Brand settled his shoulders more comfortably against the wall. He didn't touch her with purpose. He never did but when the sleeping furs wrapped them. Still, his arm was close to hers, the warmth of him familiar. The phoenix flew round his finger and round again, the light glancing from it in beams like blue needles.
"What makes you think he grieves?"
"I hear him dream. He told me once that Ley still grieves the death of his…" What to say, wife or woman or lover?
"Alissa was her name," Brand said, watching the phoenix fly. "Yes, he still grieves her. Char-I don't know that he grieves, but maybe.
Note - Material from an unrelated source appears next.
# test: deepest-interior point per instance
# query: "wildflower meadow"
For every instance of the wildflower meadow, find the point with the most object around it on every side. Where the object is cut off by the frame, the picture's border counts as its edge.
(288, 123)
Everyone's lost something, eh? You don't keep much from the cradle to the grave, do you? Char, he did a killing that got him kicked out of Thorbardin."
"And he regrets it?"
"He does."
She thought about that for a while, and she thought about a thing she'd noticed in the days after Brand had given her the choice of him or the rest. Char had changed toward her. He'd grown cold and had hardly spoken to her since. She didn't imagine he'd cared about her or whether Brand took her to his hard bed or didn't. She thought, though, that it had reminded him of something.
Elansa put her head against the wall and turned her cheek a little to feel the gathering warmth of the late sun. "It had to do with a woman."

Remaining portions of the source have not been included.